No domingo, Veneza confere, na competição, o esperado “Wasp Network”, um thriller de espionagem baseado no livro “Os últimos soldados da Guerra Fria”, do mineiro Fernando Morais, produzido pelo carioca Rodrigo Teixeira (e sua onipresente RT Features, representada no Lido também por “Ad Astra”, com Brad Pitt) e dirigido pelo parisiense Olivier Assayas. Wagner Moura integra o elenco com Penélope Cruz, Edgard Ramírez, Ana de Armas e Gael García Bernal. A trama é sobre cubanos que teriam imigrado para os EUA como espiões infiltrados.
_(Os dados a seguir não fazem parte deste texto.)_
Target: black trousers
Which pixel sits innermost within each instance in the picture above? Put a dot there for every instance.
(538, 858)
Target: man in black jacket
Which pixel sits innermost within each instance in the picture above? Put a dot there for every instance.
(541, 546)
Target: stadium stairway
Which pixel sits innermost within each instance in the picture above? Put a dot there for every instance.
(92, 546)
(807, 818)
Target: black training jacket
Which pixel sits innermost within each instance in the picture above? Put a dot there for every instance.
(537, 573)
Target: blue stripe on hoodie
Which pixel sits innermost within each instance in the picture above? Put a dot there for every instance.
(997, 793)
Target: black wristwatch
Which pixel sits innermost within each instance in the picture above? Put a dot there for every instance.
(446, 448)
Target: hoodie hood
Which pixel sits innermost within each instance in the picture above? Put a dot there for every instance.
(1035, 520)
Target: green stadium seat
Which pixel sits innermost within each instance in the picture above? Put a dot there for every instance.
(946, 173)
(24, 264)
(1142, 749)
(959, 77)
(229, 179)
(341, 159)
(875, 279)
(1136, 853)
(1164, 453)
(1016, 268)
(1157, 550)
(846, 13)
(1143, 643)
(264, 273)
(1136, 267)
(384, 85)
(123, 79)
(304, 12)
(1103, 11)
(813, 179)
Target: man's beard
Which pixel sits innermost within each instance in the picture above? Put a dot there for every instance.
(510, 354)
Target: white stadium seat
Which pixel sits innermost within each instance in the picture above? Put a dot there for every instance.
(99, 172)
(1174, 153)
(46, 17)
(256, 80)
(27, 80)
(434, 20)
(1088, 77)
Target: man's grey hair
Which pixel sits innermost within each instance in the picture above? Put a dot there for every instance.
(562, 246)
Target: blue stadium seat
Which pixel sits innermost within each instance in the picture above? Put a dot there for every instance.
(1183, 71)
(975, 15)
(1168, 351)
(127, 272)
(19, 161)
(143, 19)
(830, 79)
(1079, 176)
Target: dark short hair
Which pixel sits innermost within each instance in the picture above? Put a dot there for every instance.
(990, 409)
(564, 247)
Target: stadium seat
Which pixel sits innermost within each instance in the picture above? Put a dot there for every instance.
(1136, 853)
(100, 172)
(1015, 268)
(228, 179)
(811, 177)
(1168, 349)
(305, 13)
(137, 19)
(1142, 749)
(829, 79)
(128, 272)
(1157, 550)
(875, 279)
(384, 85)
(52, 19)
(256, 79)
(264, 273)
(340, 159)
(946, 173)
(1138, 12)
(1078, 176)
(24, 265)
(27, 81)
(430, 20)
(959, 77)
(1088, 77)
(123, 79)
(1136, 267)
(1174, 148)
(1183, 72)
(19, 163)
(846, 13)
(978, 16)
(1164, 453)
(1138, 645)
Na terça, a atriz gaúcha Bárbara Paz exibe por aqui o documentário “Babenco – Alguém tem que ouvir o coração e dizer: Parou”, sua estreia da direção de longas. A produção faz um balanço sentimental da vida e da obra de Hector Babenco (1946-2016), diretor de sucessos como “Carandiru” (2003), com quem Bárbara foi casada. Ela assina o roteiro ao lado de Maria Camargo, autora de sucessos da TV como “Dois Irmãos” (2017) e o recente “Assédio”.

Veneza chega ao fim do no dia 7 de setembro, com a entrega de prêmios e a exibição fora de concurso do drama anglo-italiano “The Burnt Orange Heresy”, de Giuseppe Capotndi, com o "rolling stone" Mick Jagger no elenco.